Due to budget constraints I have to reinvent an Enterprise backup system in a SPARC (sun4v) Solaris estate (10 & 11). (yep - reinvent wheel, fun but time consuming. Is this wise?! )
For each filesystem of interest, to try to capture a 'catalog' at the front of each cpio archive (for an easy scripted restore system that I will write later), I touch a file .${DIR}/.${OFILE}.fullscan that will hold a full filesystem scan. Then I run this to populate the first 'record' in the catalog file, so that the catalog file always sits at the head of the archive:
find .${DIR}/.${OFILE}.* -type f -mtime -1 -ls > .${DIR}/${OFILE}.fullscan
This populates our file list:
find .${DIR} -xdev -local -ls >> .${DIR}/.${OFILE}.fullscan
This then runs the actual cpio operation:
awk '{$1=$2=$3=$4=$5=$6=$7=$8=$9=$10=""; print $0}' .${DIR}/.${OFILE}.fullscan|\
cut -c11- |cpio -oc 2>>/dev/null|gzip -qc1 ->${OUTFILE}
9 times out of 10 my ${OFILE}.fullscan appears in the first few files in the cpio archive. Occasionally it's a few files 'lower down' but always in the first 20. So good so far.
Today, on a Solaris 11.2 system I found the fullscan file over 1000 files into one of the cpio archives and another one over 6400 files into the archive. (In another they appeared at the end but I'm still checking that's not a 'code' issue!) Why?! Help!
I checked the text file content to make sure the top record was as expected for the examples that put the fullscan file much farther down the archive.
My worst case scenario is a 57M file filesystem (yep - source code repo) which generates a 9.5GB 'fullscan' file (over 11 hours) and due to other bits and pieces I need to do, I really, really don't want my catalogs appearing half way through that one. (This supersized filesystem backup will inevitably be broken up into smaller tasks but for now I'm just asking.)

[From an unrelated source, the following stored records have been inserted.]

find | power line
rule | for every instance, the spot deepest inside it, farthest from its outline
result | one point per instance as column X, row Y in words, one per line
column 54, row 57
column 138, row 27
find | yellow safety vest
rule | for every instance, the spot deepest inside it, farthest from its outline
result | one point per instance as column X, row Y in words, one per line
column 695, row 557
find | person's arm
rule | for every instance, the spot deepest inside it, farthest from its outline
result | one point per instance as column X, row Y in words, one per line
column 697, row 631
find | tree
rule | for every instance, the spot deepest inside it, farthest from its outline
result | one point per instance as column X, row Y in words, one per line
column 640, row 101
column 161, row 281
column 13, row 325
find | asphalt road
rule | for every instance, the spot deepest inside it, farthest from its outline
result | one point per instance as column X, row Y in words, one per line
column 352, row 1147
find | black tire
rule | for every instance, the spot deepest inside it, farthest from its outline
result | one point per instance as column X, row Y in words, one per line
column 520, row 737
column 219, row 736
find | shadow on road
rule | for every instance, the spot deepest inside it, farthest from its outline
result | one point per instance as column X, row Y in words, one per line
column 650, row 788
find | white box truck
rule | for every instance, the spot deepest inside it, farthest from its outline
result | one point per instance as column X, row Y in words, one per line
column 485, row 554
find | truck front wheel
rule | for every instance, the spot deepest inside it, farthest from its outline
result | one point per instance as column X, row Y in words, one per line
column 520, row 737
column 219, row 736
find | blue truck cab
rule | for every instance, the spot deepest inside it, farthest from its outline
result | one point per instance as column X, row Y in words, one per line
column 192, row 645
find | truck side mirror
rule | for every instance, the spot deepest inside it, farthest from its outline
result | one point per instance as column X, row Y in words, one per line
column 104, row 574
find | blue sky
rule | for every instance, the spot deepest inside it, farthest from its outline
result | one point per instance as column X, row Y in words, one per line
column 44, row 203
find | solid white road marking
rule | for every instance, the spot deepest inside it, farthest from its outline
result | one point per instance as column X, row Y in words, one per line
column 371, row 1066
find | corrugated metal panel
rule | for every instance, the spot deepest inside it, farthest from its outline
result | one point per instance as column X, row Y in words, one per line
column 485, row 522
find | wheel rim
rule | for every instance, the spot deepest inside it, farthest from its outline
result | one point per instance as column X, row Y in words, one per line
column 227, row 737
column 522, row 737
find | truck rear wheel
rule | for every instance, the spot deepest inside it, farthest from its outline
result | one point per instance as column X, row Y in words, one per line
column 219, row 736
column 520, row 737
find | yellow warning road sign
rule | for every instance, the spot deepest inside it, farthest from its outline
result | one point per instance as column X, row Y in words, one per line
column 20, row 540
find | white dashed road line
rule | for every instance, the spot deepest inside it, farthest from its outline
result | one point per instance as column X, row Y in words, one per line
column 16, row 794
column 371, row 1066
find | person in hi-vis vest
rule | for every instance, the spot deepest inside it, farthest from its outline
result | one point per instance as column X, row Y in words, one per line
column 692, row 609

Is this a multithreading effect? I don't believe awk or cut would reorder the list and so cpio would receive ${OFILE}.fullscan as the first argument. The file in question is being read but that wouldn't generate an exclusive lock to prevent access or anything like that from another read process. Note: for what it's worth these 2 anomalies occurred in /var of a guest Solaris zone that's visible from the global zone.
Can anyone think of a way to:
- Assuming there isn't a trivial answer to this - debug this easily for an explanation? (Bear in mind it's intermittent.)
- Workaround this? I want the catalog to always be quickly and easly accessed from (the top of?) many 100GB+ gzipped cpio archives! How can we persuade cpio to load files into the archive in exactly the order its file list is fed to it?
Your thoughts much appreciated.
Alex